I think this is a way of saying, “I know you are strong enough to get through this.” And of course, it is true that every person will find a way to survive whatever tragedies are thrown at them in life, for what choice is there? However, I put these statements in the same category as “It was God's will.” It implies that God chose to inflict this experience on me, singled me out for this horrible nightmare. Was He testing me to see exactly how much I could take without breaking? Or did He decide that I am stronger than someone else and could handle it better? I have a very difficult time accepting that my babies died in order to somehow make me a stronger person. I may be stronger as a result of these tragedies, but I can't believe that God deliberately inflicted them on me.

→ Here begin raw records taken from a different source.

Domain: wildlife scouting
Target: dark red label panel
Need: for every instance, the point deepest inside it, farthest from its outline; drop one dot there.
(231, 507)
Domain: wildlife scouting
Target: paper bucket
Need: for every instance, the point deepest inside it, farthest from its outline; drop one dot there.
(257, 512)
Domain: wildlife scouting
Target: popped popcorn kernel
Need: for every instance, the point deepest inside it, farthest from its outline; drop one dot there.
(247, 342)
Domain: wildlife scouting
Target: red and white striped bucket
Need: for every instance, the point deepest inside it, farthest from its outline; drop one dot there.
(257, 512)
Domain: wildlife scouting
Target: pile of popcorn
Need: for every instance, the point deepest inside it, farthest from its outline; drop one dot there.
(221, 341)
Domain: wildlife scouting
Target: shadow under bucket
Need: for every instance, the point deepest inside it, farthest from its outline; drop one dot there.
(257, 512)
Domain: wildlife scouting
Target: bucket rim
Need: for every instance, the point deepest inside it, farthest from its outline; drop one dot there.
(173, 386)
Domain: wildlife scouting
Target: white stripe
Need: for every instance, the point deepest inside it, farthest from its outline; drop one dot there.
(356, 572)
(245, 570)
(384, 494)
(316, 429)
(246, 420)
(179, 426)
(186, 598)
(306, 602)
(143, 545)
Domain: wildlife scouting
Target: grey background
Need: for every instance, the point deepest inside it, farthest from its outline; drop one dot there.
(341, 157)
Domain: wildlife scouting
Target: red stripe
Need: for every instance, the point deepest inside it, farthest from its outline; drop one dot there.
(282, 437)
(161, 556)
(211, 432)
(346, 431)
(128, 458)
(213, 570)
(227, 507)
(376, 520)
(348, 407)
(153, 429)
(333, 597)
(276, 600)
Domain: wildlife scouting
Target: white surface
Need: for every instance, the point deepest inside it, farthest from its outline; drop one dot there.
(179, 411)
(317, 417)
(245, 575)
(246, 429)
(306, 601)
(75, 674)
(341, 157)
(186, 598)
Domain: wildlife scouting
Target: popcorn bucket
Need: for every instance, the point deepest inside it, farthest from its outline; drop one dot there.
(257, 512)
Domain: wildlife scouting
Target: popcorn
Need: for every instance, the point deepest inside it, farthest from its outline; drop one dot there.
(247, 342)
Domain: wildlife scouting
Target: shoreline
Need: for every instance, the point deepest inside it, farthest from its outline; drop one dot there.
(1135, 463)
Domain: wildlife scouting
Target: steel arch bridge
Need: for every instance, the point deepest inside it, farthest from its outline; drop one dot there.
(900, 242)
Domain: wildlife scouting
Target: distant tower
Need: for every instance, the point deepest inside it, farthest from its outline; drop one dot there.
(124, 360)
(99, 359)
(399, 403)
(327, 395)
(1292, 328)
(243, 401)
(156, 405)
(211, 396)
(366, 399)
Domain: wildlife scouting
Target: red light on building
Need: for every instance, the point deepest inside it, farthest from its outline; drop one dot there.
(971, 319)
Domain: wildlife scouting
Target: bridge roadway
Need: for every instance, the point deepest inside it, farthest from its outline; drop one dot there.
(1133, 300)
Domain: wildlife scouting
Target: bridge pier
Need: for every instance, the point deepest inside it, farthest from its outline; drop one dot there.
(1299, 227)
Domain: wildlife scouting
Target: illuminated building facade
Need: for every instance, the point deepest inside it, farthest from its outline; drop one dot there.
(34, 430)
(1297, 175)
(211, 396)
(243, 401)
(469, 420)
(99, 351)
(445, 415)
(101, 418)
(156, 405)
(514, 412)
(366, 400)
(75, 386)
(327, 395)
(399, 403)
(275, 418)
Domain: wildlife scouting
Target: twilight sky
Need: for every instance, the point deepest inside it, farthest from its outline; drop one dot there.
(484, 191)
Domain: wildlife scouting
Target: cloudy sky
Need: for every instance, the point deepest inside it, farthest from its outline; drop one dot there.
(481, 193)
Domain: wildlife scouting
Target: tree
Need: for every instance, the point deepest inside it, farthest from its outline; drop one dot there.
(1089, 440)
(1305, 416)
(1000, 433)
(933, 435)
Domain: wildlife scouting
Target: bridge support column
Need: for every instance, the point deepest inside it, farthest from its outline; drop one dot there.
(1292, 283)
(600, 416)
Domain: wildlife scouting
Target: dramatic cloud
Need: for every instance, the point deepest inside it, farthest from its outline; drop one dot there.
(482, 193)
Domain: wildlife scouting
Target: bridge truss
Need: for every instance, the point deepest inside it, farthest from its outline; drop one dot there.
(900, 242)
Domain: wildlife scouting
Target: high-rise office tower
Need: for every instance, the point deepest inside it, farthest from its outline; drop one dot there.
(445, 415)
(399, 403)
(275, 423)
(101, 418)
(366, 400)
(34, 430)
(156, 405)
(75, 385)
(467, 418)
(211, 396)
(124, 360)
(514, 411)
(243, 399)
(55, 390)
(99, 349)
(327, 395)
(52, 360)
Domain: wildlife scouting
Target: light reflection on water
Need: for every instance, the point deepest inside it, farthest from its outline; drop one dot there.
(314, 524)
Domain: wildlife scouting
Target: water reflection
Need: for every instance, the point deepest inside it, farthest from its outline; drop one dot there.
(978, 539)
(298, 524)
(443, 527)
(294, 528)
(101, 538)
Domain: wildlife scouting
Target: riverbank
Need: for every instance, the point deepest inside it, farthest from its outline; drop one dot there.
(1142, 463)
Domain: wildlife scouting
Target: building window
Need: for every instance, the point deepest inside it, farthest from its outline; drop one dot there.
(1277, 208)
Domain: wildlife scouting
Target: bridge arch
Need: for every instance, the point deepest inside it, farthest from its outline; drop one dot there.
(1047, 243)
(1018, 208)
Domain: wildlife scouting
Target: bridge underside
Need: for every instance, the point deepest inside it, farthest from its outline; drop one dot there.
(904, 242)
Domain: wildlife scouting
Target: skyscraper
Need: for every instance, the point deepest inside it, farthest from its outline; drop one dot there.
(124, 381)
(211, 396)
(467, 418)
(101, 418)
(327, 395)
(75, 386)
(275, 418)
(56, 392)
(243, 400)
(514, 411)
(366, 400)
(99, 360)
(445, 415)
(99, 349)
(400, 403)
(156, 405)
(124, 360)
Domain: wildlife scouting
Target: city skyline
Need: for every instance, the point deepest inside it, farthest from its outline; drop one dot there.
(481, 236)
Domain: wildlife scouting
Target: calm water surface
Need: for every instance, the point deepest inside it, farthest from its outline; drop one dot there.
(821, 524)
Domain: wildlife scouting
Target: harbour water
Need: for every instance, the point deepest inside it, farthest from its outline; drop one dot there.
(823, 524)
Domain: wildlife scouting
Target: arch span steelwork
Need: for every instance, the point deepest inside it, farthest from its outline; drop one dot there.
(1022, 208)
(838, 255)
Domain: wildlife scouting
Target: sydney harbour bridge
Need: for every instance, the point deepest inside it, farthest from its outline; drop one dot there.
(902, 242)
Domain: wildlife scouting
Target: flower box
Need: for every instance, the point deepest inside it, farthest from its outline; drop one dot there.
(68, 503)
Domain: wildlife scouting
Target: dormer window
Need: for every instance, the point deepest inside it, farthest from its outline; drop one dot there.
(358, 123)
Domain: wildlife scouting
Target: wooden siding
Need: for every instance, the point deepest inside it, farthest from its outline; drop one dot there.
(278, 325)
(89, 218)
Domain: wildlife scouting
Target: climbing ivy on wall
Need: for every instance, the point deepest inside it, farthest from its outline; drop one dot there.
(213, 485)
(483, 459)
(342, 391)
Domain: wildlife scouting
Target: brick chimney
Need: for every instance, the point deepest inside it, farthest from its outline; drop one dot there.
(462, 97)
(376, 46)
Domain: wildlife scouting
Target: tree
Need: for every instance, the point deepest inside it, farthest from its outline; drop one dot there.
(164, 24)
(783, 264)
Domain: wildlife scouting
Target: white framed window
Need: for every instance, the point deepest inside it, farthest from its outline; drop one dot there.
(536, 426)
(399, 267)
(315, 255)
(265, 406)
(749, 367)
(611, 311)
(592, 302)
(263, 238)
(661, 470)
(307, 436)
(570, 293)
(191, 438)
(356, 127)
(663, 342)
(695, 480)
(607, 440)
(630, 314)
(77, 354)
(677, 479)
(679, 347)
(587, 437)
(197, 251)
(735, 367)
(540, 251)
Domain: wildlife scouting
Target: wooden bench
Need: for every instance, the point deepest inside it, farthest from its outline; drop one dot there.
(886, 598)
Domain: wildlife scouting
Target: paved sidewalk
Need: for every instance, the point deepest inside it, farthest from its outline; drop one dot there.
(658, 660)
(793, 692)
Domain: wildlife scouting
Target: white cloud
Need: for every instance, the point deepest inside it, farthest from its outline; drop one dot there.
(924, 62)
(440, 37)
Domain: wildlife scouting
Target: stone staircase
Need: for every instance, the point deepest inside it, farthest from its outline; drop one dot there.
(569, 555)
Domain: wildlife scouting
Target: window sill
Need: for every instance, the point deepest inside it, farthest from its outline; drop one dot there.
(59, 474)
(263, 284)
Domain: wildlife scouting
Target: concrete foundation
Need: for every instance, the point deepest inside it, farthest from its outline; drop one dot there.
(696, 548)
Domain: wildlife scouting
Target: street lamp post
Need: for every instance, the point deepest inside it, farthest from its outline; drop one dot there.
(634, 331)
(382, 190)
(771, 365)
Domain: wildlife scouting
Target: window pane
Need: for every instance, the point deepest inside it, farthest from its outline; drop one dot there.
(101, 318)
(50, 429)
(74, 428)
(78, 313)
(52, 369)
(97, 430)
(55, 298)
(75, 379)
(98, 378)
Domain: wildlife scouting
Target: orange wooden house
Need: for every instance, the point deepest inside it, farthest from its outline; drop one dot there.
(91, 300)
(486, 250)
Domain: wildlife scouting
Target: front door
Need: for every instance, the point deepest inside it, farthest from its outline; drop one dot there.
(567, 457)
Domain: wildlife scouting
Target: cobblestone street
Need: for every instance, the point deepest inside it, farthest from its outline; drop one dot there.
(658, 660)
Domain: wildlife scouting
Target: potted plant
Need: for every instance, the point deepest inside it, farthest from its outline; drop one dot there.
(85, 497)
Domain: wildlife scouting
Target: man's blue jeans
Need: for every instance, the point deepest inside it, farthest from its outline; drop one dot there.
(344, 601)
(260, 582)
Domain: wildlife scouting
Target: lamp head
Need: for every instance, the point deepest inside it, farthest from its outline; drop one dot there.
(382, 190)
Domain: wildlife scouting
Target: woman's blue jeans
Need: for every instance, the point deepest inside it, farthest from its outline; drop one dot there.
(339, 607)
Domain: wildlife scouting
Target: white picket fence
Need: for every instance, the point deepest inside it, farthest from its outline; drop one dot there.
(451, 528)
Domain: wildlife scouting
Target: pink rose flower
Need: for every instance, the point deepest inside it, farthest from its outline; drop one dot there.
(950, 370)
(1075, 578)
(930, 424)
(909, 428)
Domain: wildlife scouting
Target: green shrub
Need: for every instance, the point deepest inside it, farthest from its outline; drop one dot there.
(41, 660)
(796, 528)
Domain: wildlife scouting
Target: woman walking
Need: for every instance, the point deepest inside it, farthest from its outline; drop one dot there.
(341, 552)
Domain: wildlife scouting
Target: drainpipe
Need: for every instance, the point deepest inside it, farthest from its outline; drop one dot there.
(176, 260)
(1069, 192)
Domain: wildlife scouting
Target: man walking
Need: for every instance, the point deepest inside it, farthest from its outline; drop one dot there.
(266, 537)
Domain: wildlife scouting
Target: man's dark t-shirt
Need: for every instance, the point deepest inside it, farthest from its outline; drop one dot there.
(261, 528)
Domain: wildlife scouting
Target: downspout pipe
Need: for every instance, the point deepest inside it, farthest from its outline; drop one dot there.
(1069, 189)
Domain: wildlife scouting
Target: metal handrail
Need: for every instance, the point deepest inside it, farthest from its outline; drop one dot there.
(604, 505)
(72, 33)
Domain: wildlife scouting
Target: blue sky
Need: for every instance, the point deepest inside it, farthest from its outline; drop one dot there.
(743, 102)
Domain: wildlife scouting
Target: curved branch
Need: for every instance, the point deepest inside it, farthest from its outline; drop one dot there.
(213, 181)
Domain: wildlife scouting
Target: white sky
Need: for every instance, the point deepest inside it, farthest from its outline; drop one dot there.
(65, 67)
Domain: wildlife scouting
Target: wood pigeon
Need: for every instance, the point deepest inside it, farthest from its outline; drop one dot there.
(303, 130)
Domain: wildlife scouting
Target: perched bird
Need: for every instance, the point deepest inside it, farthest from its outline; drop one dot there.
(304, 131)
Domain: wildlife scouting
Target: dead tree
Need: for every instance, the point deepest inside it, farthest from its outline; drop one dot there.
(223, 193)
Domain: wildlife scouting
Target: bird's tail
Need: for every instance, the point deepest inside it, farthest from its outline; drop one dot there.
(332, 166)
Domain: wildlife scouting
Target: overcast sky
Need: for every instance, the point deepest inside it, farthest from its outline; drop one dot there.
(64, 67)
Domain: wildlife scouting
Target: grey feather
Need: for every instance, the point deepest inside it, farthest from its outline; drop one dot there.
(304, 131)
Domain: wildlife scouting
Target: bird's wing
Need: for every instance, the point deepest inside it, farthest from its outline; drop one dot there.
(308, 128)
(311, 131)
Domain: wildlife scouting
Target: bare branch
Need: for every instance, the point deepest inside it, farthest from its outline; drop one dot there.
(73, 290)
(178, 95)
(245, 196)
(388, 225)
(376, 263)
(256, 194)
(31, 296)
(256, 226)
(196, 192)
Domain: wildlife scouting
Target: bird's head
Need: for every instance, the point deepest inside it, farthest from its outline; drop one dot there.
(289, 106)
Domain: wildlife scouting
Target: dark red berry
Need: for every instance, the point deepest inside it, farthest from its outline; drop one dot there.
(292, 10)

As hard as it is to hear these kinds of platitudes that really don't help, I think the worst is when people don't say anything at all. Silence can be just as hurtful, even more so, for it makes the parents feel isolated. At least the people who say the wrong things are acknowledging that you have had a difficult experience, even if they inadvertently say something hurtful. But the friends who are silent can make you feel as if what you are going through needs to be kept quiet and not talked about. Now, most of those folks are not trying to say that at all, and would be appalled that anyone mistook their silence for uncaring. Most of them would say one of the following things:
“I didn't know what to say to you.”
There are no words that anyone can say, even those who have themselves been through it, that will make you feel suddenly better. The only thing that truly helps is time. There are three little words that do help, though: “I'm so sorry.” Really, that is all we want to hear, right? “I'm sorry for your loss” validates what you are experiencing and lets you know they are thinking of you.
“I didn't want to make you feel bad/remind you by bringing it up.”
This one always confuses me—as if mentioning the thing that is foremost in my thoughts right now is going to make me feel worse! Believe me, you are not going to be reminding me of something I've forgotten! Most of the women I have talked to needed to talk about their experience and their feelings. They needed to validate the importance of this short little life by hearing people acknowledge that it existed.
What is the best way to deal with people who say things you find hurtful? That is a personal decision. For the most part, I kept quiet and didn't say anything directly to the person, particularly if it came from a friend. I would stew about it in my head or rant about it to Aaron later, but I tended to refrain from responding to most of these statements.
However, there are times when I later felt that I should have said something and perhaps educate the person. Perhaps if I tell them how hurtful their comment was, they would think twice before saying it to someone else.
If you choose to respond, you should be careful how you do. Educating someone calmly and gently will encourage them to have a different view of your situation and how they speak to others. Yelling at them will probably make them think poorly of you and not allow what you say to carry over to other situations. In the same way ignoring or showing anger to someone for what they have said, without explaining why you are hurt by what they said, will only damage relationships.
It is important to remember that most of the people who say stupid things aren't trying to be mean. They honestly don't know what to say to bring comfort, so platitudes are all they can find. We've all been guilty of making the same mistakes to others, knowingly or not. If you don't feel it is worth risking otherwise good relationships, take care with how you respond.